Gowon tried to resolve the ethnic tensions that threatened to fatally divide Nigeria. Although, he was eventually successful in ending attacks against the Igbo in the North, he was unable to effect a more lasting peace. In a final attempt to resolve the conflict, on May 27, 1967, he declared a state of emergency and divided Nigeria’s four regions into 12 states.

Three days later, the Eastern Region declared itself the independent state of Biafra with then Colonel Chukwuemeka Odumegwu Ojukwu as its leader. Consequently, armed conflict began in July.

After the Federal Government’s victory in January 1970, a remarkable reconciliation took place between the two sides Gowon declared that there would be no victor and no vanquished. In this spirit, the years afterward were declared to be a period of rehabilitation, reconstruction, and reconciliation.

The oil-price boom, which began as a result of the high price of crude oil (the country’s major revenue earner) in the world market in 1973, increased the Federal Government’s ability to undertake these tasks

By the mid-1970s, Gowon was emerging as an international leader and was involved in the establishment of the Economic Community of West African States (ECOWAS).
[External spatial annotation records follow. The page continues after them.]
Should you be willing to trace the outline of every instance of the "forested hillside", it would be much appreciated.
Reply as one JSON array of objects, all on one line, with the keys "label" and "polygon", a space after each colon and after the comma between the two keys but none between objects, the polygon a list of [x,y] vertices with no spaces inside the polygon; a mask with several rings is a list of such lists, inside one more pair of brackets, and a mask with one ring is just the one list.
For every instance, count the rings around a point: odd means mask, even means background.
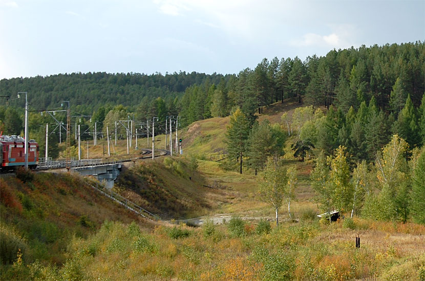
[{"label": "forested hillside", "polygon": [[[75,118],[73,131],[77,124],[83,132],[93,131],[96,122],[97,131],[103,134],[105,124],[111,128],[120,120],[134,120],[135,126],[141,128],[147,120],[157,116],[156,132],[160,133],[167,115],[181,116],[181,125],[185,126],[197,120],[227,116],[238,107],[250,128],[265,106],[292,98],[305,105],[324,105],[328,109],[333,106],[332,113],[327,114],[326,122],[318,131],[324,136],[317,137],[323,143],[322,148],[330,152],[344,145],[358,159],[373,158],[375,150],[393,133],[412,147],[423,143],[425,105],[420,105],[425,92],[424,44],[334,50],[304,61],[296,57],[265,58],[253,69],[225,76],[89,73],[4,79],[0,93],[11,98],[8,107],[2,98],[0,126],[4,133],[22,132],[25,101],[16,99],[19,91],[28,91],[31,110],[63,109],[61,102],[70,101]],[[65,114],[56,118],[66,122]],[[53,122],[38,113],[32,113],[30,120],[30,134],[39,138],[43,138],[45,124]],[[125,136],[122,130],[118,133]],[[56,139],[49,142],[52,145],[57,142],[57,131],[52,135]],[[82,136],[83,140],[92,137]]]}]

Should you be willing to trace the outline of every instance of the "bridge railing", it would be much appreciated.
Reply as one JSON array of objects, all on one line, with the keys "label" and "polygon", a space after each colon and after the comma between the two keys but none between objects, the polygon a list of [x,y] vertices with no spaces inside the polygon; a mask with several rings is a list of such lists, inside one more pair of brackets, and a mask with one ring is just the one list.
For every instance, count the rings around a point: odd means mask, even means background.
[{"label": "bridge railing", "polygon": [[[49,157],[50,158],[50,157]],[[40,158],[38,161],[38,169],[57,169],[64,168],[67,167],[67,161],[64,159],[52,161],[51,158],[46,160],[46,157]],[[101,159],[86,159],[82,160],[68,160],[69,167],[72,168],[84,167],[88,166],[96,166],[100,165],[114,165],[122,163],[122,160]]]}]

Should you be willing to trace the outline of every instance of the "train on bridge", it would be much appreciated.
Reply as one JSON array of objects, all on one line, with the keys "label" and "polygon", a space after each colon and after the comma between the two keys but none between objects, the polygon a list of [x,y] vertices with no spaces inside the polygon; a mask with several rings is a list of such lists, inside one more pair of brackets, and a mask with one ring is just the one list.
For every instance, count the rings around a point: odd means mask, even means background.
[{"label": "train on bridge", "polygon": [[[25,140],[20,136],[0,135],[0,171],[15,170],[25,165]],[[28,167],[38,165],[40,148],[35,140],[28,142]]]}]

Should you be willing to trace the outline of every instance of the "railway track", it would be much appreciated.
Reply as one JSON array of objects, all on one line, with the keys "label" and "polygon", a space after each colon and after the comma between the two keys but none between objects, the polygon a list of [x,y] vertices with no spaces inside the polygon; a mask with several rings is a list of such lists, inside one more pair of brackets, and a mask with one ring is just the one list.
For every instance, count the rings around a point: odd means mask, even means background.
[{"label": "railway track", "polygon": [[[170,155],[170,152],[164,149],[155,149],[156,152],[158,152],[159,155],[155,153],[155,157],[166,156]],[[135,161],[137,159],[148,159],[152,157],[152,150],[150,149],[142,149],[140,152],[140,156],[135,158],[127,159],[103,160],[101,159],[89,159],[83,160],[77,160],[69,161],[68,167],[71,169],[83,167],[87,166],[96,166],[101,165],[113,165],[124,162]],[[40,162],[37,168],[33,169],[33,171],[46,171],[48,170],[57,170],[66,169],[67,168],[67,161],[64,160],[57,161],[48,161],[46,162]],[[0,174],[14,174],[15,171],[8,170],[0,171]]]}]

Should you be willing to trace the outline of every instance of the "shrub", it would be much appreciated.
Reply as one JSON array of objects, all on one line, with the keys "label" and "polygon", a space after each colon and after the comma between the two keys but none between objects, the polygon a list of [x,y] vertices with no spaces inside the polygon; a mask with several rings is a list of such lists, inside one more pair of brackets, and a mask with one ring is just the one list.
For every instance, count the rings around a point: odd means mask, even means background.
[{"label": "shrub", "polygon": [[34,173],[30,170],[25,170],[24,167],[20,167],[16,170],[16,177],[23,182],[31,181],[34,179]]},{"label": "shrub", "polygon": [[81,226],[89,228],[94,227],[93,222],[85,215],[83,215],[78,218],[78,219],[77,220],[77,223]]},{"label": "shrub", "polygon": [[156,245],[149,242],[147,238],[139,236],[134,241],[133,248],[135,251],[139,252],[154,253],[157,250]]},{"label": "shrub", "polygon": [[345,228],[355,229],[356,228],[356,224],[352,219],[351,218],[347,218],[343,221],[343,227]]},{"label": "shrub", "polygon": [[418,270],[418,275],[420,281],[425,281],[425,266],[421,266]]},{"label": "shrub", "polygon": [[16,259],[18,251],[25,252],[25,241],[12,228],[4,225],[0,226],[0,262],[10,264]]},{"label": "shrub", "polygon": [[291,280],[295,268],[293,259],[290,256],[281,254],[269,255],[263,261],[262,280]]},{"label": "shrub", "polygon": [[271,226],[270,225],[270,222],[262,219],[257,225],[256,233],[259,235],[268,234],[271,230]]},{"label": "shrub", "polygon": [[59,271],[63,280],[77,281],[86,279],[82,268],[77,258],[69,260]]},{"label": "shrub", "polygon": [[240,218],[232,217],[229,221],[227,229],[229,234],[232,237],[243,237],[246,236],[245,230],[245,223]]},{"label": "shrub", "polygon": [[210,237],[214,235],[216,232],[216,228],[214,227],[214,223],[211,220],[205,220],[202,225],[202,232],[204,233],[204,237]]},{"label": "shrub", "polygon": [[312,221],[316,218],[316,212],[310,208],[303,209],[301,210],[301,219]]},{"label": "shrub", "polygon": [[127,233],[131,236],[138,236],[141,233],[141,232],[139,226],[133,221],[129,225],[129,227],[127,228]]},{"label": "shrub", "polygon": [[190,235],[190,232],[187,229],[182,229],[174,226],[172,228],[168,228],[167,230],[167,234],[170,238],[178,239],[179,238],[188,237]]}]

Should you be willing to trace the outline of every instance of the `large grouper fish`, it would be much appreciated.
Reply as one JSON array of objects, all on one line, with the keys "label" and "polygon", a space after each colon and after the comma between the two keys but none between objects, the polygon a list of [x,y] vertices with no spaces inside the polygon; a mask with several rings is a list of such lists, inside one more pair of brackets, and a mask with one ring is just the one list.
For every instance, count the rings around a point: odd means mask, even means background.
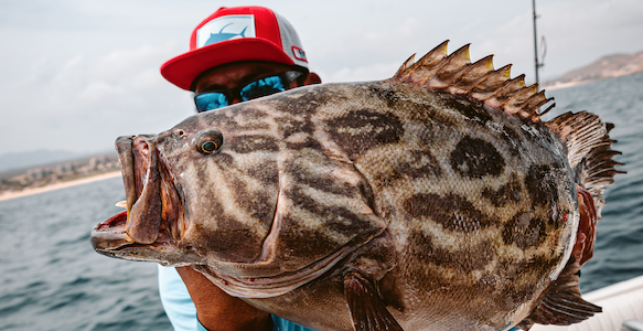
[{"label": "large grouper fish", "polygon": [[93,246],[192,266],[317,330],[528,329],[599,312],[572,252],[620,172],[613,126],[586,111],[545,121],[537,85],[492,56],[471,63],[468,45],[412,58],[389,79],[118,138],[127,211]]}]

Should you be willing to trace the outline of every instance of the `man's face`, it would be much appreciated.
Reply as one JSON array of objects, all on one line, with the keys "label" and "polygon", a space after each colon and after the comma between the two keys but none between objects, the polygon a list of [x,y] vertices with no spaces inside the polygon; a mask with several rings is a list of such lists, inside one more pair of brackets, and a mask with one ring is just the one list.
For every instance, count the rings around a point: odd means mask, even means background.
[{"label": "man's face", "polygon": [[[280,74],[292,70],[290,66],[279,63],[270,62],[236,62],[217,66],[205,75],[197,78],[194,84],[194,92],[196,94],[235,88],[246,85],[253,81]],[[292,82],[288,88],[297,87],[297,83]],[[229,100],[231,104],[238,104],[242,100],[234,97]]]}]

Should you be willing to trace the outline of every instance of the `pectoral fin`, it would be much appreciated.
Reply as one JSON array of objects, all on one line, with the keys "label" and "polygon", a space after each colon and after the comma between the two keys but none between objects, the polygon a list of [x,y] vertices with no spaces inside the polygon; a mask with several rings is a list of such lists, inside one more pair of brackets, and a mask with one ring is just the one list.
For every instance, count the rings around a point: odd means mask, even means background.
[{"label": "pectoral fin", "polygon": [[356,331],[404,331],[386,310],[375,286],[362,274],[349,271],[344,275],[344,295]]},{"label": "pectoral fin", "polygon": [[534,323],[569,325],[601,312],[600,307],[580,297],[579,275],[580,265],[571,257],[558,279],[547,290],[543,301],[518,327],[529,330]]}]

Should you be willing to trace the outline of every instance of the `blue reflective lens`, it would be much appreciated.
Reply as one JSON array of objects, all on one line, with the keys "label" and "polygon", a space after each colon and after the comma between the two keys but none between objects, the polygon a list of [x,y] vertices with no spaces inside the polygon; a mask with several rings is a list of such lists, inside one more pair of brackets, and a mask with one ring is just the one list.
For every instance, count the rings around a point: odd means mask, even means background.
[{"label": "blue reflective lens", "polygon": [[199,113],[212,110],[229,105],[227,96],[219,92],[210,92],[194,96],[194,104]]},{"label": "blue reflective lens", "polygon": [[231,100],[237,98],[242,102],[256,99],[258,97],[271,95],[288,89],[290,83],[301,76],[301,72],[289,71],[275,76],[260,78],[243,87],[219,89],[217,92],[204,92],[194,96],[196,110],[199,113],[213,110],[228,106]]},{"label": "blue reflective lens", "polygon": [[242,100],[247,102],[262,96],[286,90],[283,81],[279,76],[270,76],[255,81],[242,88]]}]

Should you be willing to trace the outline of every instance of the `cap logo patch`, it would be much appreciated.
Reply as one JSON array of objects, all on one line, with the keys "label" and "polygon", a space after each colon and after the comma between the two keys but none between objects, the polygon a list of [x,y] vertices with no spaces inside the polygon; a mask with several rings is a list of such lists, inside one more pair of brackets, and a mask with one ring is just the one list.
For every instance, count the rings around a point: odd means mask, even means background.
[{"label": "cap logo patch", "polygon": [[255,15],[226,15],[216,18],[196,31],[196,47],[239,38],[256,38]]},{"label": "cap logo patch", "polygon": [[292,54],[294,55],[294,58],[308,62],[308,60],[306,60],[306,52],[303,52],[302,49],[292,46]]}]

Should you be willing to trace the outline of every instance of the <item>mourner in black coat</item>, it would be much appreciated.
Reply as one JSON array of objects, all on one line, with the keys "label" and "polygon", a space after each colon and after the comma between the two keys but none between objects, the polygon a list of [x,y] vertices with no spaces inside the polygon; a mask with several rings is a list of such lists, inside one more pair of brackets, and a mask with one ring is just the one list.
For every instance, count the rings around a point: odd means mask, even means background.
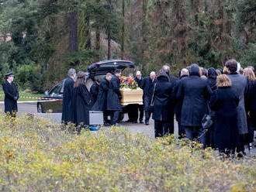
[{"label": "mourner in black coat", "polygon": [[103,78],[99,84],[99,94],[97,101],[92,107],[92,111],[102,111],[104,116],[104,125],[109,125],[108,122],[108,112],[107,112],[107,97],[109,89],[109,81],[112,78],[112,74],[108,73],[106,77]]},{"label": "mourner in black coat", "polygon": [[172,90],[172,101],[174,105],[174,113],[176,115],[176,120],[178,122],[178,135],[179,137],[182,137],[185,135],[184,129],[181,125],[181,114],[182,114],[182,101],[177,99],[177,93],[179,86],[181,85],[181,81],[183,78],[189,77],[189,70],[185,68],[182,69],[180,72],[180,79],[176,82],[175,85]]},{"label": "mourner in black coat", "polygon": [[85,86],[85,72],[79,71],[78,79],[74,84],[74,118],[78,131],[89,125],[91,95]]},{"label": "mourner in black coat", "polygon": [[155,78],[156,74],[154,71],[150,73],[150,77],[147,77],[143,81],[143,91],[144,91],[144,105],[145,111],[145,124],[149,125],[149,119],[150,118],[151,111],[149,111],[151,103],[152,94],[154,91],[154,85],[157,82]]},{"label": "mourner in black coat", "polygon": [[229,153],[239,146],[237,111],[239,95],[230,87],[231,81],[227,75],[217,77],[218,89],[211,97],[210,108],[216,111],[214,116],[214,144],[220,153]]},{"label": "mourner in black coat", "polygon": [[181,124],[189,139],[199,138],[200,142],[205,144],[202,119],[208,113],[206,101],[212,91],[207,81],[200,77],[197,64],[191,66],[189,75],[181,81],[177,94],[177,98],[182,101]]},{"label": "mourner in black coat", "polygon": [[245,68],[244,70],[244,75],[247,78],[248,81],[248,89],[247,94],[244,97],[244,105],[245,105],[245,111],[247,114],[247,127],[248,127],[248,133],[249,133],[249,142],[252,143],[254,142],[254,130],[256,130],[256,125],[254,125],[254,121],[256,119],[256,115],[253,115],[253,112],[251,112],[252,107],[255,105],[255,93],[254,93],[254,89],[255,87],[255,75],[251,68]]},{"label": "mourner in black coat", "polygon": [[120,70],[116,70],[115,75],[112,77],[108,92],[107,109],[112,111],[112,124],[119,125],[119,111],[122,111],[120,99],[122,95],[120,93],[120,80],[119,77],[121,75]]},{"label": "mourner in black coat", "polygon": [[[63,101],[62,101],[62,117],[61,121],[67,124],[68,122],[74,122],[74,105],[73,105],[73,90],[74,90],[74,74],[72,76],[68,77],[64,80],[64,87],[63,91]],[[73,72],[74,72],[73,71]]]},{"label": "mourner in black coat", "polygon": [[8,73],[5,77],[6,81],[2,84],[2,90],[5,92],[5,112],[15,117],[16,113],[18,111],[19,91],[13,83],[14,76],[12,73]]},{"label": "mourner in black coat", "polygon": [[92,105],[97,101],[99,84],[100,84],[100,81],[97,80],[96,81],[95,81],[93,83],[93,84],[92,85],[91,89],[90,89],[90,93],[91,93],[91,95],[92,97]]},{"label": "mourner in black coat", "polygon": [[160,73],[155,86],[154,96],[153,119],[154,120],[155,137],[161,137],[172,132],[170,122],[171,114],[171,91],[173,84],[169,82],[169,77],[164,72]]},{"label": "mourner in black coat", "polygon": [[[170,67],[168,65],[164,65],[163,67],[161,68],[161,71],[165,72],[167,75],[169,77],[169,81],[175,86],[178,81],[178,78],[171,75],[171,69]],[[175,103],[174,103],[175,104]],[[174,108],[175,106],[171,106],[171,115],[170,115],[170,122],[171,122],[171,126],[172,129],[170,130],[174,130],[175,128],[175,124],[174,124],[174,118],[175,118],[175,112],[174,112]],[[169,132],[170,134],[173,134],[173,132]]]},{"label": "mourner in black coat", "polygon": [[[217,88],[216,87],[217,76],[218,76],[217,72],[216,72],[216,70],[213,67],[210,67],[208,69],[207,84],[213,91],[214,91]],[[209,102],[207,103],[207,105],[209,105]],[[210,110],[209,108],[209,109],[210,111],[209,115],[211,115],[212,119],[214,120],[213,117],[215,115],[215,112],[214,111]],[[207,146],[214,147],[213,129],[214,129],[214,122],[212,127],[208,129],[208,132],[206,134]]]},{"label": "mourner in black coat", "polygon": [[[138,84],[139,87],[143,89],[144,78],[141,77],[140,71],[138,70],[137,72],[137,76],[136,76],[134,80]],[[144,105],[139,105],[139,111],[140,111],[139,121],[140,121],[140,123],[143,123],[143,118],[144,118]],[[137,117],[137,118],[138,118],[138,117]]]}]

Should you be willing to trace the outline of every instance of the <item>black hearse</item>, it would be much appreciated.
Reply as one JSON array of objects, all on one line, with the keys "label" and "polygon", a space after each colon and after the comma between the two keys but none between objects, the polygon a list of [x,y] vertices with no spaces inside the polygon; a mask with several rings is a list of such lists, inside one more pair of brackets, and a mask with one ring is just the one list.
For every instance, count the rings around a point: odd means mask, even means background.
[{"label": "black hearse", "polygon": [[[114,74],[116,69],[119,69],[123,71],[126,69],[133,69],[134,67],[134,63],[130,60],[109,60],[91,64],[87,69],[86,87],[88,90],[90,91],[95,81],[103,78],[107,73]],[[52,89],[45,91],[45,95],[41,97],[37,101],[38,113],[45,113],[47,111],[53,113],[62,112],[62,98],[64,83],[65,80],[62,80]],[[56,101],[53,101],[53,100]],[[120,116],[122,119],[123,115]]]}]

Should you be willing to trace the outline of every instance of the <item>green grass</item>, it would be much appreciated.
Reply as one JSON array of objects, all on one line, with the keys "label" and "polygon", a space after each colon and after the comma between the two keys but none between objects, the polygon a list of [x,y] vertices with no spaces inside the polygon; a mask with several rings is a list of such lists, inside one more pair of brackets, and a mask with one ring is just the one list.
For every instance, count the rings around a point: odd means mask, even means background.
[{"label": "green grass", "polygon": [[[29,92],[19,92],[19,97],[36,97],[40,98],[43,96],[43,94],[33,94]],[[3,101],[5,99],[5,93],[3,91],[0,91],[0,101]],[[36,98],[19,98],[18,101],[37,101]]]}]

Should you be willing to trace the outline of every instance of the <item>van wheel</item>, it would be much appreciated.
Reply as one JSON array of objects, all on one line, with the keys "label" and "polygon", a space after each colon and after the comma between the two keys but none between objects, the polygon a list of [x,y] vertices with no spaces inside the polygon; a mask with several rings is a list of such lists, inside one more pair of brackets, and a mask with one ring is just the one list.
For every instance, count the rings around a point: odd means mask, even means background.
[{"label": "van wheel", "polygon": [[43,105],[41,103],[39,103],[37,105],[37,112],[38,113],[43,113]]},{"label": "van wheel", "polygon": [[124,118],[124,114],[123,112],[119,113],[119,122],[122,122]]}]

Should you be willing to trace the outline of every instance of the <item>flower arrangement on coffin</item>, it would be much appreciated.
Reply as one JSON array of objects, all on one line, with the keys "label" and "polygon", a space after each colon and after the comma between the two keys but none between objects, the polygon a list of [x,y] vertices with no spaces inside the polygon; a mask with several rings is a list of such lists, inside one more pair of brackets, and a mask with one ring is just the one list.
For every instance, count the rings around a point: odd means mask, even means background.
[{"label": "flower arrangement on coffin", "polygon": [[137,89],[138,84],[130,77],[121,77],[120,78],[120,88]]},{"label": "flower arrangement on coffin", "polygon": [[139,87],[138,84],[133,78],[120,77],[119,79],[122,95],[121,105],[143,105],[143,91]]}]

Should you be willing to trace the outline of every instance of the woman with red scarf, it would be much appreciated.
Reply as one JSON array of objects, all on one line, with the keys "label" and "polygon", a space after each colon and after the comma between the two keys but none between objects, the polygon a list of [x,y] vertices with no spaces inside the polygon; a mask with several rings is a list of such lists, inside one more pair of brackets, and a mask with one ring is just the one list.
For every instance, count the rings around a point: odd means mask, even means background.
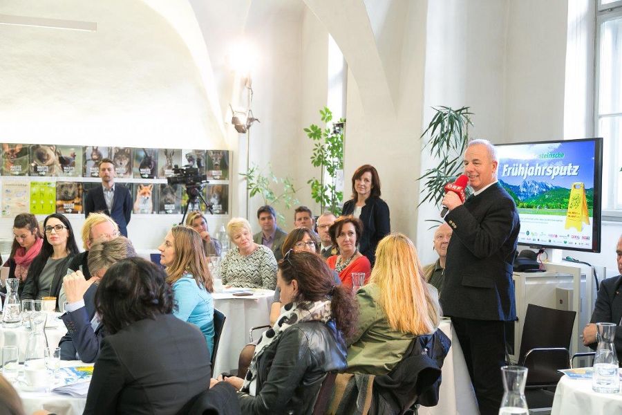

On July 29, 1975, however, while he was in Uganda for the Organisation of African Unity summit, the army removed him from office. Gowon was exiled to Britain.

He was stripped of his rank for allegedly participating in the assassination of his successor, General Muhammed, in 1976. He was pardoned by Shehu Shagari in 1981, and his rank was restored by General Ibrahim Babangida in 1987.

Having earned a Ph.D. at Warwick University in 1983, he became a professor of political science at the University of Jos in the mid-1980s.